Shocker – my mother had a huge influence on me.  As did my grandmother.  And my wife and my mother-in-law.  (Feral boy – raised by a pack of women.)  And I had professors and managers who helped me grow, and taught me things, as one would expect them to do.  And I learned from ALL of them.  As I say, one can learn to be a good “X” – father, husband, usability professional, shortstop, academic – by emulating a good X or by oh-hell-no’ing a bad one.  But as I look back there are so many others who had an unexpectedly large influence on me, influence that would surprise them.  I hope one or some of them might read this, and be touched by my deep appreciation.

  • Gary Foster’s mother:  So, it is Christmas break, 4th grade, circa 1961.  I’m down at the strip mall, maybe getting a haircut.  Out on the sidewalk I meet my classmate, Gary Foster.  Gary says, “Hey, would you like a donut?”  So, c’mon.  No fourth-grade boy offers another fourth-grade boy a donut unless something is up.  Did he sneak a worm in it?  Are there other guys, off behind the bushes, watching to see if I fall for whatever prank has been contrived?  I say, “What, did ya drop it on the ground?”  Gary says, “No, it’s Christmastime.  And my mom always gives me money to buy donuts for my friends at Christmastime.”  Whoa.  Lesson learned.  So, not only did I get to enjoy me a fresh, free, glazed donut in 1961, but decades later, the whole time our sons were in elementary school or middle school or high school, I would give them money at Christmastime, to treat their buds to a soda or whatever.  I am pretty sure I have never laid eyes on Gary Foster’s mother.  And given actuarial tables she is likely no longer alive.  But her influence remains, and if I make my guess my sons will give their kids money to buy their friends treats at Christmas.  Because of Gary Foster’s mother.

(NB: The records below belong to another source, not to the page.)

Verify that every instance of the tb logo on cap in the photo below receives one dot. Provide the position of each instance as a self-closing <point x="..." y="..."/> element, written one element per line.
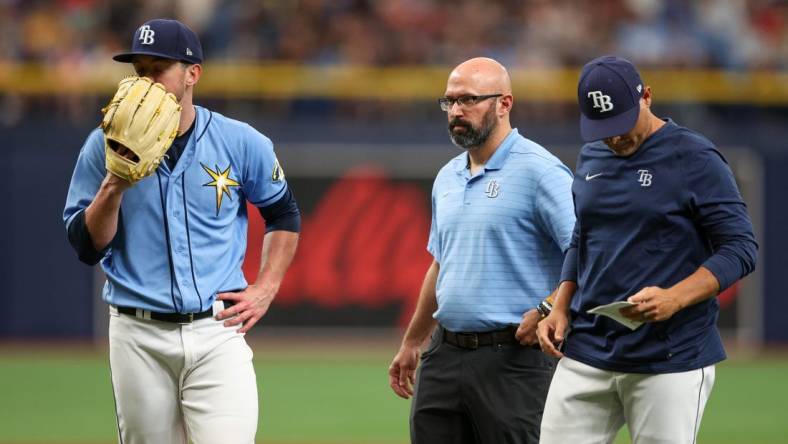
<point x="146" y="36"/>
<point x="601" y="101"/>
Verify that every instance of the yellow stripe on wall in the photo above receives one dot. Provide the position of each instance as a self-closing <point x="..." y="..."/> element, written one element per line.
<point x="290" y="81"/>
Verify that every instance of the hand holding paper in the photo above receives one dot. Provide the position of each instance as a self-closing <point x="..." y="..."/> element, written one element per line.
<point x="612" y="311"/>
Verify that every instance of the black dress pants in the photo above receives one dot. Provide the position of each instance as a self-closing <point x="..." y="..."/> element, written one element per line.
<point x="492" y="394"/>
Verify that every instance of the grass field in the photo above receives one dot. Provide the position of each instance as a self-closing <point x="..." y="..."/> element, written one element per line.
<point x="325" y="393"/>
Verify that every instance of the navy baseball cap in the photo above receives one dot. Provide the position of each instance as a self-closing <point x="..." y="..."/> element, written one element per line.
<point x="169" y="39"/>
<point x="609" y="93"/>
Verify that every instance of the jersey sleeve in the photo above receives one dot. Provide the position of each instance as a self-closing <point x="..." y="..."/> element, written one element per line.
<point x="721" y="214"/>
<point x="434" y="244"/>
<point x="87" y="176"/>
<point x="554" y="205"/>
<point x="264" y="181"/>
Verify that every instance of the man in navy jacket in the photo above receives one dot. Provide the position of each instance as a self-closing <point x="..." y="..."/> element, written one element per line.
<point x="660" y="224"/>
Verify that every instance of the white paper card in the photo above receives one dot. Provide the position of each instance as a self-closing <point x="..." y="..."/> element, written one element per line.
<point x="611" y="311"/>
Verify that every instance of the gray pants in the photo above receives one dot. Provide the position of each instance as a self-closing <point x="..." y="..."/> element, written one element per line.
<point x="493" y="394"/>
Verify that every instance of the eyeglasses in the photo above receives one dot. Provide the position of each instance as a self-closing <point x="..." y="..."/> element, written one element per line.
<point x="464" y="101"/>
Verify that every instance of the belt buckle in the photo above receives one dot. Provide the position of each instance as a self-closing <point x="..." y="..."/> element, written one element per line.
<point x="472" y="340"/>
<point x="188" y="321"/>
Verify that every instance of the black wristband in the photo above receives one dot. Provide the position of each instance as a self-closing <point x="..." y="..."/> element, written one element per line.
<point x="544" y="308"/>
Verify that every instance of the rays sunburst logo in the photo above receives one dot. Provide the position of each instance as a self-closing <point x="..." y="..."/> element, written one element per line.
<point x="221" y="182"/>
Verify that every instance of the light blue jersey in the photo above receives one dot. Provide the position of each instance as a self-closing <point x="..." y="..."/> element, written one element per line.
<point x="182" y="234"/>
<point x="499" y="236"/>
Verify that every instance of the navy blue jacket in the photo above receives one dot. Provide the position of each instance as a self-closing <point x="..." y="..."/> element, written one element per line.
<point x="651" y="219"/>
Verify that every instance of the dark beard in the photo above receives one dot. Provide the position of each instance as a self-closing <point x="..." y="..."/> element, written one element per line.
<point x="473" y="138"/>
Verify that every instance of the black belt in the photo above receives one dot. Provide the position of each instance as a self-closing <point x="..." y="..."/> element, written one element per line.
<point x="472" y="341"/>
<point x="176" y="318"/>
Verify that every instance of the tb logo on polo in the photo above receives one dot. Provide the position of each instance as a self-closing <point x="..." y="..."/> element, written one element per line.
<point x="492" y="189"/>
<point x="645" y="178"/>
<point x="146" y="35"/>
<point x="601" y="101"/>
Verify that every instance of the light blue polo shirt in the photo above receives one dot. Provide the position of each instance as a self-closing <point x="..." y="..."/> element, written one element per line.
<point x="499" y="236"/>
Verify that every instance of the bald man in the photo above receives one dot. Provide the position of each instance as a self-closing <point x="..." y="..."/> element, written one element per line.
<point x="502" y="218"/>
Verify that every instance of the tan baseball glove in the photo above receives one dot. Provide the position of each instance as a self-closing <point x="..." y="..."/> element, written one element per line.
<point x="141" y="122"/>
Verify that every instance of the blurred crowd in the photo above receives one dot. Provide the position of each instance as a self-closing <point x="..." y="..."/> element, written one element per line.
<point x="731" y="34"/>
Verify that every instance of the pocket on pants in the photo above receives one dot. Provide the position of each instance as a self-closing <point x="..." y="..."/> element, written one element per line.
<point x="435" y="342"/>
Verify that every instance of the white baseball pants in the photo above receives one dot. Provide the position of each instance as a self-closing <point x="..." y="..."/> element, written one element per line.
<point x="179" y="383"/>
<point x="589" y="405"/>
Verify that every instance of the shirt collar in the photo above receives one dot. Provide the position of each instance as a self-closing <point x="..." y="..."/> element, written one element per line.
<point x="496" y="161"/>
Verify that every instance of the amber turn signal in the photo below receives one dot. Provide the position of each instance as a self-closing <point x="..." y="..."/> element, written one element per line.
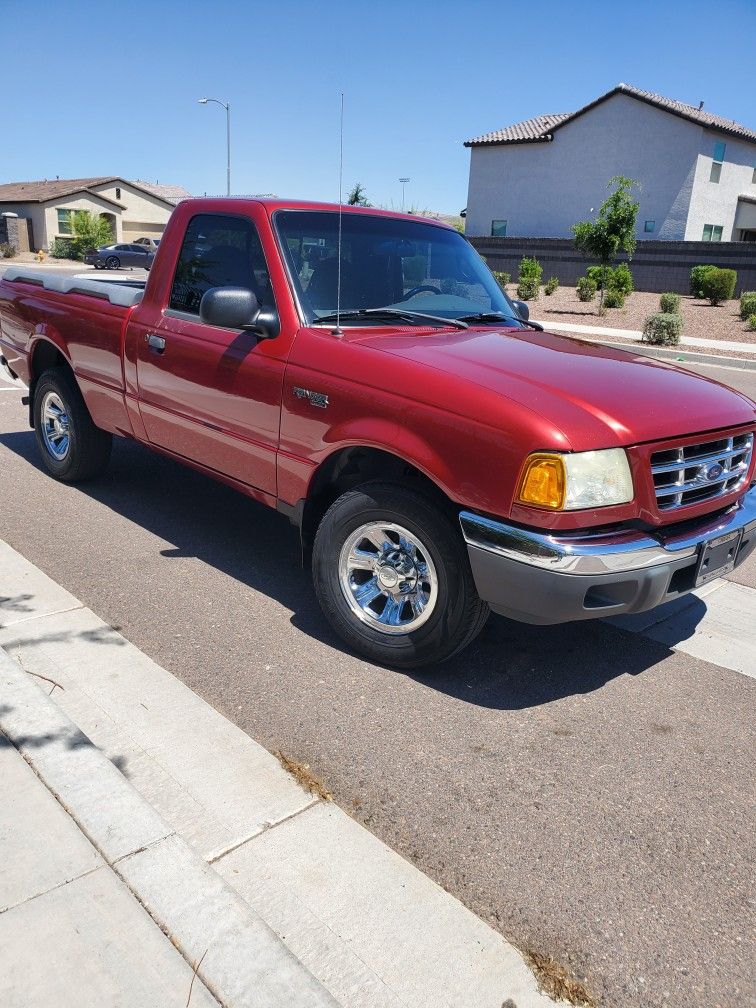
<point x="543" y="483"/>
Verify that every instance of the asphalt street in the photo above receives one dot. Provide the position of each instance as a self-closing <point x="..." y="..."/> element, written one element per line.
<point x="584" y="789"/>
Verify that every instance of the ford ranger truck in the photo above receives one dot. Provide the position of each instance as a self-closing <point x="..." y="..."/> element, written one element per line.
<point x="362" y="372"/>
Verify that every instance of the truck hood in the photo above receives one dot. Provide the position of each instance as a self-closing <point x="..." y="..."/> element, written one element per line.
<point x="597" y="396"/>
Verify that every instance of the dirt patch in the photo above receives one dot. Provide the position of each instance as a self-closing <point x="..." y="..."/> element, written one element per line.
<point x="303" y="776"/>
<point x="701" y="319"/>
<point x="554" y="980"/>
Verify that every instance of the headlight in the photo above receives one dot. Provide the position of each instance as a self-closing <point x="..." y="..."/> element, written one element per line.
<point x="572" y="482"/>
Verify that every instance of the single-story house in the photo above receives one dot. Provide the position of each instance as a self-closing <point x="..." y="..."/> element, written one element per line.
<point x="133" y="209"/>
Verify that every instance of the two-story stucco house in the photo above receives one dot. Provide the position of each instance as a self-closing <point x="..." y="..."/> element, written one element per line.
<point x="133" y="209"/>
<point x="538" y="177"/>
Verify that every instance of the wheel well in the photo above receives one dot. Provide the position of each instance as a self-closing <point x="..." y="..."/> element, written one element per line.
<point x="351" y="468"/>
<point x="44" y="356"/>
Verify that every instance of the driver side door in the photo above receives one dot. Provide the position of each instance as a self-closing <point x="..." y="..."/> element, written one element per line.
<point x="211" y="394"/>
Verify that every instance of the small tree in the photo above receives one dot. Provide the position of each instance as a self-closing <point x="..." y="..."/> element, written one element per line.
<point x="357" y="197"/>
<point x="612" y="232"/>
<point x="89" y="231"/>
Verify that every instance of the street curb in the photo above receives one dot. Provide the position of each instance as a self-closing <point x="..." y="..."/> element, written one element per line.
<point x="680" y="355"/>
<point x="243" y="961"/>
<point x="366" y="922"/>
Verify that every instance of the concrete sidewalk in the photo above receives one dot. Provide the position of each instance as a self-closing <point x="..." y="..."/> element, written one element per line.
<point x="171" y="832"/>
<point x="71" y="932"/>
<point x="608" y="332"/>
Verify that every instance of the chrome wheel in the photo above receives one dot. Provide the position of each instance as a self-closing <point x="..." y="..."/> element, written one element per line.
<point x="388" y="578"/>
<point x="55" y="426"/>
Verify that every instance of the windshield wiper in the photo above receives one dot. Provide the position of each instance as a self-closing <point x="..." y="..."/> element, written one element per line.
<point x="408" y="316"/>
<point x="500" y="317"/>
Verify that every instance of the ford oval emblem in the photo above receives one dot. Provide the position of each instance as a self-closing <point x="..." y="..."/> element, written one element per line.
<point x="714" y="472"/>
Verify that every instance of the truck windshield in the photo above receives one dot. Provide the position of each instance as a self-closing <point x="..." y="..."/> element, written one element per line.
<point x="386" y="263"/>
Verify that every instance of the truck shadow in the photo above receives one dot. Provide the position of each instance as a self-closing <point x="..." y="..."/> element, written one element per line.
<point x="510" y="666"/>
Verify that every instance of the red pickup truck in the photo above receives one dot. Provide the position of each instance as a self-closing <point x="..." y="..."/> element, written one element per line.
<point x="362" y="372"/>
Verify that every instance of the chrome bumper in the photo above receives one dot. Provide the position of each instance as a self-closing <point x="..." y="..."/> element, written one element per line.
<point x="553" y="578"/>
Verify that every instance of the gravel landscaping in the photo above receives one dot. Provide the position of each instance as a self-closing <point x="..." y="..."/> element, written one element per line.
<point x="702" y="320"/>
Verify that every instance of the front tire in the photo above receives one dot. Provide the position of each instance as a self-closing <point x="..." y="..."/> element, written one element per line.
<point x="71" y="447"/>
<point x="392" y="577"/>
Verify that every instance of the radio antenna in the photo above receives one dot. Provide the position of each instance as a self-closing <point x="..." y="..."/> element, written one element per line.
<point x="338" y="330"/>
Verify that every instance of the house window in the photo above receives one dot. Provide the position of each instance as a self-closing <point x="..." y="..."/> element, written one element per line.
<point x="65" y="226"/>
<point x="712" y="233"/>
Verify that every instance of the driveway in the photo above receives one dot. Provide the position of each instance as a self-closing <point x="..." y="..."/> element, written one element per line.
<point x="584" y="788"/>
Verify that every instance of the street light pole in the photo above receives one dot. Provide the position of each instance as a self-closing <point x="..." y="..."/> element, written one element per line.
<point x="227" y="106"/>
<point x="403" y="183"/>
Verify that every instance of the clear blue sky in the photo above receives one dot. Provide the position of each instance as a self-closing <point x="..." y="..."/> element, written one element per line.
<point x="111" y="88"/>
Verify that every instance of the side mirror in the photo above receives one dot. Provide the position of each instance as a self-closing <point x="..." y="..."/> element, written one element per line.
<point x="521" y="308"/>
<point x="231" y="307"/>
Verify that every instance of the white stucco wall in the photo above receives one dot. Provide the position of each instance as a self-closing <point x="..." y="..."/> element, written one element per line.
<point x="541" y="190"/>
<point x="717" y="203"/>
<point x="35" y="213"/>
<point x="80" y="202"/>
<point x="140" y="207"/>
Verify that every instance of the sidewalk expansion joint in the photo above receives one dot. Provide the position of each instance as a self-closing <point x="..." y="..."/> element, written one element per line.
<point x="52" y="888"/>
<point x="40" y="616"/>
<point x="265" y="828"/>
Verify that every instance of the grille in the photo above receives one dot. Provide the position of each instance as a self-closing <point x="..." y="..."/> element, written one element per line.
<point x="696" y="473"/>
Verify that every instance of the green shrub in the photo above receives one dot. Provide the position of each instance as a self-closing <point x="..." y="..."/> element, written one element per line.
<point x="614" y="298"/>
<point x="663" y="329"/>
<point x="586" y="288"/>
<point x="697" y="278"/>
<point x="59" y="248"/>
<point x="599" y="274"/>
<point x="530" y="269"/>
<point x="527" y="289"/>
<point x="719" y="284"/>
<point x="620" y="278"/>
<point x="669" y="303"/>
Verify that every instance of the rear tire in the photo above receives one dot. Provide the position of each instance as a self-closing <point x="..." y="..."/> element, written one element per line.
<point x="392" y="577"/>
<point x="71" y="447"/>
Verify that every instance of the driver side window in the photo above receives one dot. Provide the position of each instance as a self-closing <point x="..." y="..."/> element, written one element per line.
<point x="219" y="250"/>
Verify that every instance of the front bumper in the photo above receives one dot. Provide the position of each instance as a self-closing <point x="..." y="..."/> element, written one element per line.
<point x="537" y="578"/>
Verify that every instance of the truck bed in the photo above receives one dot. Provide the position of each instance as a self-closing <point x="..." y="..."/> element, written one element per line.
<point x="124" y="293"/>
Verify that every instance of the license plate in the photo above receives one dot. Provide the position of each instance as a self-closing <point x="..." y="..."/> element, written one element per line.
<point x="718" y="556"/>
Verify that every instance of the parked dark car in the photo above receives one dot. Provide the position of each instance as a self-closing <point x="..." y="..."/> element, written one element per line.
<point x="115" y="256"/>
<point x="149" y="243"/>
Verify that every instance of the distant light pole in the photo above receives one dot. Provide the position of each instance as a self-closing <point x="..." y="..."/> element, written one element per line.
<point x="224" y="105"/>
<point x="403" y="183"/>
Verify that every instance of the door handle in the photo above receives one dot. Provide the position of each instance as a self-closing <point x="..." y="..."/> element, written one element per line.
<point x="154" y="342"/>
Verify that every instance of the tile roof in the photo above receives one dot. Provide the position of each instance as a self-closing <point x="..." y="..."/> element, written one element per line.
<point x="539" y="128"/>
<point x="47" y="190"/>
<point x="171" y="194"/>
<point x="529" y="130"/>
<point x="41" y="192"/>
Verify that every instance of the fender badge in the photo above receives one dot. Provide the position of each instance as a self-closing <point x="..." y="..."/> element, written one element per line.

  • Ms. Stansbury:  I cannot remember clearly my kindergarten nor first- nor second-grade teachers.  But third through sixth, I can picture them perfectly.  The even-numbered grades were tough – Ms. Burton and Ms. Noga hated me.  Well, likely not.  But we seemed to have, um, differing ideas for how the school day should go.  But the odd-numbered years were lovely.  Ms. Harding was generous and warm, and my fifth-grade teacher, Ms. Stansbury, was that person who saw more in me than I saw in myself.  Do you have one such in your life?  I hope so.  And might I be so bold as to encourage you to tell them what a terrific impact that generosity had on you?  Ms. Stansbury might’ve been seen as intimidating – she was tall and angular, and perhaps “no nonsense” would be used to describe her.  But she saw that I had some aptitude, and she was talented and patient in helping me realize it.  When talking with me she would crook her bony forefinger under my chin, gently lifting my face up to look her square in the eye.  And she would tell me, invite me, order me . . . whatever . . . to do something.  I tried a few years back, unsuccessfully, to tell her how much she meant to me.  Note to self:  Don’t wait until people are in their 80s to communicate your love and appreciation for them.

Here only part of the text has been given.